Here in Edmonton, testing will be done at Mint Health & Drugs CMP (10611-101 Street, Phone 780-757-1030). Testing will be available by appointment on Tuesdays, Wednesdays, and Thursdays (daytime hours). The pilot study will run for 6 months (approximately mid-March to mid-September).
Testing will also be available by appointment Monday to Friday (daytime hours) at Shoppers Drug Mart in Fort McMurray (8600 Franklin Ave, Unit 500, River City Centre, Phone (780) 743-1251).
Firstly, why is it so important that people are tested and aware of their HIV status?
Testing is important so that people know their HIV status and can get started on treatment as early as possible if they are infected with HIV. HIV treatment over the past decade or so has improved substantially and most regimens for people starting treatment today involve 1 pill once daily and are very well tolerated.
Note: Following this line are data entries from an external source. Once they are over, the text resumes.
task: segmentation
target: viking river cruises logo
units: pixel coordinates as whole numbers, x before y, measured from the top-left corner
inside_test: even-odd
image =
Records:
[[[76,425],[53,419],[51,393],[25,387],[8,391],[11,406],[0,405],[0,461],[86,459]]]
We know the earlier people start on treatment, the better their health outcomes. If treatment is started early, life expectancy of people living with HIV is very close to those individuals who do not have HIV infection. We also know that the risk of transmitting the virus to others is extremely low if people are on HIV treatment and have a suppressed viral load. We don’t have a cure yet for HIV but it is possible to prevent transmission, which starts with knowing your status.
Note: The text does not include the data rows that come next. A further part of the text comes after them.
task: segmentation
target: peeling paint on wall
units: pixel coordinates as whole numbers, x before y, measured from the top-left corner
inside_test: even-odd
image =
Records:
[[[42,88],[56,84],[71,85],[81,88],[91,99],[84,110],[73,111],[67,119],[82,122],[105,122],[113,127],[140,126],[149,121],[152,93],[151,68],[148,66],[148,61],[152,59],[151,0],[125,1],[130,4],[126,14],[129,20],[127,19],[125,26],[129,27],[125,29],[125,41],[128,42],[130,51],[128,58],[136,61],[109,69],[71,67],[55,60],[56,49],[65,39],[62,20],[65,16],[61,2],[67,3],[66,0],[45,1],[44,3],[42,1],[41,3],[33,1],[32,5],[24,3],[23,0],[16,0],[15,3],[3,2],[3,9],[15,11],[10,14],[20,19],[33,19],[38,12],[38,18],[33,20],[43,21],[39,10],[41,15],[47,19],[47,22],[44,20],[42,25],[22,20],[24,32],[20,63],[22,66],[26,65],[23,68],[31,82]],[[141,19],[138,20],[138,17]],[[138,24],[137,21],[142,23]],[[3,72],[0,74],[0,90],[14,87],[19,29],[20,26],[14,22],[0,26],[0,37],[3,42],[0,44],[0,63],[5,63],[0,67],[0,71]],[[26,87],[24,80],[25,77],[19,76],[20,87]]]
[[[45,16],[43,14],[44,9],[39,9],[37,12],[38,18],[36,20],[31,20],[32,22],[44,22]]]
So, what is the point of offering Rapid HIV Testing out of a pharmacy for six months? What does the study hope to determine? And what potential impacts could its findings have on how the community is able to access Rapid HIV Testing in the future?
We know from previous research that there are a lot of barriers to testing, such as access to testing, not being comfortable going to a family doctor or an STI clinic to request a test, or sometimes not being offered an HIV test by a health provider due to low perceived risk of infection. Some people also do not want to wait about a week to get their test results. While we can’t address all of these barriers with this particular study, we hope to learn more about people’s experiences with rapid HIV testing in a community pharmacy setting and also more about the types of individuals that are accessing testing.
We also want to know if this is feasible for pharmacists to incorporate into their work routine. Current testing guidelines recommend that HIV testing should not be targeted only for “higher risk” groups and that novel approaches are needed to reach individuals who may not be aware of their infection. After the pilot is completed, we hope to have funding to expand the study (and rapid HIV testing) further to other community pharmacy sites in Alberta, Newfoundland, and other parts of Canada. Hopefully this will also lead to expanding rapid HIV testing in other community based settings as well.